Our users' ingenuity never ceases to amaze me.
Broken/Deliberately Destroyed (from Jeffrey Vikeon)
Freshly minted out of college, I had the good fortune of getting an entry level help-desk position at a large company.
One of my first calls was from Anna, a receptionist who wanted me to come down and look at her monitor. I walked to her office and, to my surprise, discovered that her monitor was perfectly fine. She, however, was suffering from a case of "monitor envy" as the person who sat across from her had a bigger one.
"I'm sorry I can't give you a new monitor," I informed her. "Well why not?" she snapped at me, "go and look at his monitor! It's at least a 19 inch and I want one like he has!"
"There is currently a spending freeze," I stated, "no new equipment can be purchased."
"I just talked to Debbi in accounting," she said, "and she got a brand new monitor just yesterday!"
"Debbi's monitor was broken and no longer worked; your monitor is fine. I am sorry, we can't help you," I said as I walked away from her desk.
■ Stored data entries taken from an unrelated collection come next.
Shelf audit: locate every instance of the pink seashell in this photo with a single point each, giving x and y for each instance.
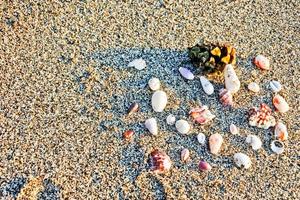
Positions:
(215, 143)
(160, 162)
(226, 97)
(204, 166)
(262, 62)
(201, 115)
(280, 104)
(261, 118)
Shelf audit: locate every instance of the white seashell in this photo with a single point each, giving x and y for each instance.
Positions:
(159, 101)
(280, 104)
(201, 138)
(206, 85)
(233, 129)
(138, 64)
(186, 73)
(182, 126)
(277, 146)
(242, 160)
(280, 131)
(171, 119)
(275, 86)
(254, 87)
(232, 82)
(154, 84)
(254, 141)
(151, 125)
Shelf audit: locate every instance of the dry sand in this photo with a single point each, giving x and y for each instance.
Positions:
(65, 88)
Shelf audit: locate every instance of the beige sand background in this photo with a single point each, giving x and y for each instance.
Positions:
(50, 127)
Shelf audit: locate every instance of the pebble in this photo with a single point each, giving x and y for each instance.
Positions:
(206, 85)
(159, 101)
(139, 64)
(182, 126)
(275, 86)
(154, 84)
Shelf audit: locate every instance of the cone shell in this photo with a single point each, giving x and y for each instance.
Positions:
(215, 143)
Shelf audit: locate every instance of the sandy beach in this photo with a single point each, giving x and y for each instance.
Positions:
(65, 88)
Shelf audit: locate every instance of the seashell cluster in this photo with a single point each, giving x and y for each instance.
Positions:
(202, 115)
(160, 162)
(226, 97)
(261, 118)
(159, 101)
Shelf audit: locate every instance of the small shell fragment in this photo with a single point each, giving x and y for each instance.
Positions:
(277, 146)
(154, 84)
(242, 160)
(254, 141)
(280, 104)
(182, 126)
(186, 73)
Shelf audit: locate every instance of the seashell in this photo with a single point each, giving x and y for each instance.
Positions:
(280, 104)
(134, 107)
(128, 134)
(262, 117)
(160, 162)
(215, 143)
(139, 64)
(182, 126)
(202, 115)
(152, 126)
(186, 73)
(277, 146)
(254, 141)
(232, 83)
(242, 160)
(201, 138)
(233, 129)
(154, 84)
(159, 101)
(206, 85)
(262, 62)
(254, 87)
(171, 119)
(275, 86)
(185, 154)
(280, 131)
(204, 166)
(226, 97)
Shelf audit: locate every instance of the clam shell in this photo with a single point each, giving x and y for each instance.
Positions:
(151, 125)
(280, 131)
(254, 141)
(154, 84)
(206, 85)
(186, 73)
(159, 101)
(139, 64)
(182, 126)
(242, 160)
(232, 83)
(280, 104)
(215, 143)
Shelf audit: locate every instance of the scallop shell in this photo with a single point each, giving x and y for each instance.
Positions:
(232, 83)
(154, 84)
(280, 131)
(280, 104)
(182, 126)
(151, 125)
(159, 101)
(215, 143)
(254, 141)
(206, 85)
(242, 160)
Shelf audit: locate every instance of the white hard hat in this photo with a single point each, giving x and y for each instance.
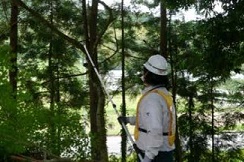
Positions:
(157, 64)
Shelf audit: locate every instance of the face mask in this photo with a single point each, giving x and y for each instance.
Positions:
(143, 77)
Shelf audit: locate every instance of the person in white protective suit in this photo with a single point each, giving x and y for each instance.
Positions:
(155, 115)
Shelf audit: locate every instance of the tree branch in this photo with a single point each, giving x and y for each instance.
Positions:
(72, 41)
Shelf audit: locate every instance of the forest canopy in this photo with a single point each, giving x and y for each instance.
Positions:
(53, 101)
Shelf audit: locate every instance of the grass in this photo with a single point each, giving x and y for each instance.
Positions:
(113, 126)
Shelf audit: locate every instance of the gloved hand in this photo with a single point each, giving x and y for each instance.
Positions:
(146, 159)
(123, 119)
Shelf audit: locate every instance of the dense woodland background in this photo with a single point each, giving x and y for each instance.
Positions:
(49, 92)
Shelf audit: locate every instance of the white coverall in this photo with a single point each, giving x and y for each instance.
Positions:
(153, 117)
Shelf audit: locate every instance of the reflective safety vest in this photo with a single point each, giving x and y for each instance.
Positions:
(171, 110)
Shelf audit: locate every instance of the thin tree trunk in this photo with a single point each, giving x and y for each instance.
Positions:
(13, 71)
(123, 106)
(97, 97)
(178, 151)
(190, 106)
(52, 127)
(163, 28)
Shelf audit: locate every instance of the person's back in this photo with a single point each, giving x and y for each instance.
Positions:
(155, 116)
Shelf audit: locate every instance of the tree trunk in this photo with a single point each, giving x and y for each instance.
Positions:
(13, 71)
(97, 97)
(163, 28)
(123, 106)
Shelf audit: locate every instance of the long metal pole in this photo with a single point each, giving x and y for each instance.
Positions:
(111, 100)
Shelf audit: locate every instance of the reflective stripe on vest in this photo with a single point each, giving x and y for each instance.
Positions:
(169, 102)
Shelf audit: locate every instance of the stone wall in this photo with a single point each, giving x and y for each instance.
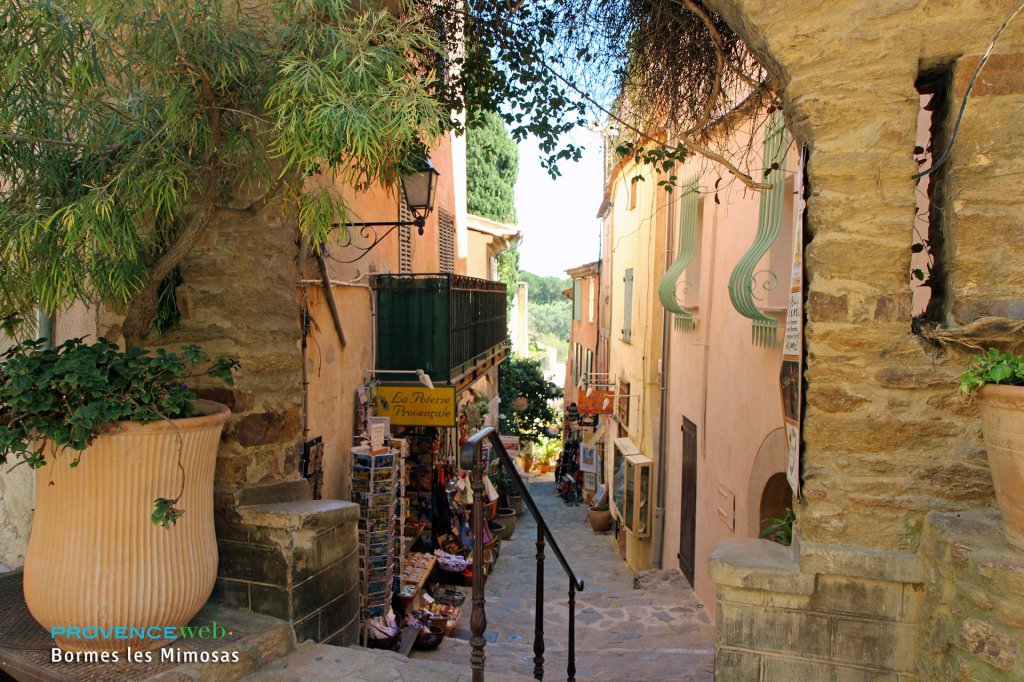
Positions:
(974, 589)
(238, 299)
(780, 621)
(886, 438)
(884, 428)
(294, 559)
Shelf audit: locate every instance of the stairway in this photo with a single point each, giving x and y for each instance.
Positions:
(313, 663)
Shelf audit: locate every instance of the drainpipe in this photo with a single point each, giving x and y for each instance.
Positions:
(658, 547)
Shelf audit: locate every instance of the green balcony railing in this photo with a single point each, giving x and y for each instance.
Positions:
(442, 324)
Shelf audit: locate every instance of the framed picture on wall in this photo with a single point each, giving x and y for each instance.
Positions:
(588, 459)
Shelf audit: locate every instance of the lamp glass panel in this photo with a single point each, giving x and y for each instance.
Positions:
(420, 187)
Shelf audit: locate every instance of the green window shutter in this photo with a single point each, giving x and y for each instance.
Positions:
(743, 280)
(628, 306)
(687, 249)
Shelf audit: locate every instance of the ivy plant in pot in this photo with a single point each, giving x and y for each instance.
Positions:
(124, 456)
(996, 379)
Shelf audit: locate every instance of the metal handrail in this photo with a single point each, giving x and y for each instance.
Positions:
(472, 458)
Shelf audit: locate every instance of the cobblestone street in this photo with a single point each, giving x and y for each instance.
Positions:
(659, 633)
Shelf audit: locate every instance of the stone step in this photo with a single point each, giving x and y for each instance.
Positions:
(312, 663)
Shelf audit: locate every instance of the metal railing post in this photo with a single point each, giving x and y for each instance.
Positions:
(570, 670)
(539, 621)
(472, 459)
(478, 621)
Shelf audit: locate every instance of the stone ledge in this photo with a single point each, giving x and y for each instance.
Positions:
(860, 562)
(300, 514)
(761, 564)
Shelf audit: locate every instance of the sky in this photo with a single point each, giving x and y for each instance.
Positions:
(557, 217)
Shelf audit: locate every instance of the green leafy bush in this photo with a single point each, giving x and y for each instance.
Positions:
(779, 529)
(69, 394)
(992, 367)
(525, 399)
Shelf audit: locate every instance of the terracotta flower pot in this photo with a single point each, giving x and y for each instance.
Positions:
(96, 559)
(1003, 426)
(600, 520)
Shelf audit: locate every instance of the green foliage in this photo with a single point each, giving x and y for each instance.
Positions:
(126, 126)
(525, 399)
(992, 367)
(553, 318)
(548, 450)
(545, 289)
(779, 529)
(492, 168)
(70, 394)
(508, 271)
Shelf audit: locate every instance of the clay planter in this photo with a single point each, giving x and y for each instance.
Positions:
(498, 529)
(1003, 426)
(96, 559)
(508, 519)
(600, 521)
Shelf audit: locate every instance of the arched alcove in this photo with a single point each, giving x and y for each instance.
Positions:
(769, 465)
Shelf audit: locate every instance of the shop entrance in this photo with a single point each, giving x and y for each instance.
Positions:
(688, 522)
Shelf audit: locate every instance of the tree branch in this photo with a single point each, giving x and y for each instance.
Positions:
(716, 90)
(686, 141)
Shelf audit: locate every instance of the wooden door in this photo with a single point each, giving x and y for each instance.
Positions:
(688, 508)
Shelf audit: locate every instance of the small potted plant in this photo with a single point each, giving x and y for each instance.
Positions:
(124, 456)
(997, 381)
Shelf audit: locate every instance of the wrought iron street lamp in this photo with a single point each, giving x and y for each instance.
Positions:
(419, 189)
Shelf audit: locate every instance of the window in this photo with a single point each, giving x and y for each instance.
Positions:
(592, 303)
(445, 246)
(623, 408)
(628, 306)
(928, 280)
(633, 192)
(577, 365)
(404, 237)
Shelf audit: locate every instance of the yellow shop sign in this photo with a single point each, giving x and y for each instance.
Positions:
(416, 406)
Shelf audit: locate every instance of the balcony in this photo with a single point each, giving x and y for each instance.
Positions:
(452, 327)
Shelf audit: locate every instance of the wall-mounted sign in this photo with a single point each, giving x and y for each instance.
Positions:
(416, 406)
(598, 402)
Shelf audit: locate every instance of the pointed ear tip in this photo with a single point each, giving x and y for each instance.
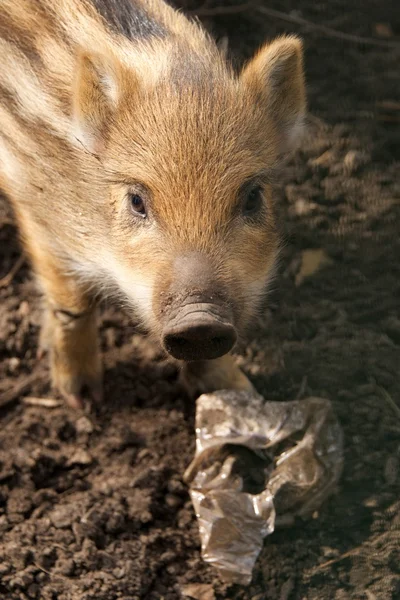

Not fifteen minutes later, my manager stopped by my desk. "Anna just called me," he stated, "she said can't work right now because her monitor is broken."
"Really," I asked, "I was just down there, are you sure?"
"She sounded pretty sure it was broken," he replied, "please go downstairs and take look."
I walked down to Anna's desk and, lo and behold, she had a monitor that was not functioning.
"What a coincidence," I said, "you want a new monitor and yours just happens to break? Not that the large amount of water dripping out of the back would be any indication as to why it failed, how exactly did this happen?"
"I'm not sure," she smirked, "I was away from my desk and I came back to find it broken."
"Well, I will have to talk to my boss, he is the only one who can be buying new monitors" I said.
Not thirty seconds into the conversation with my boss, he got a phone call from Anna's manager, screaming up and down about his receptionist not being able to do any work. Anna's manager also reminded us that we are supposed to be supplying working equipment for them, not "cheap, defective crap" that we were "pawning off" on his staff.
As it turned out, Anna's manager had a lot more clout than my boss, so the end result was that Anna got a brand new monitor and we never got a satisfactory explanation as to why her old monitor suddenly sprang a leak. Oddly enough, her scanner, keyboard, and printer magically started springing leaks, too.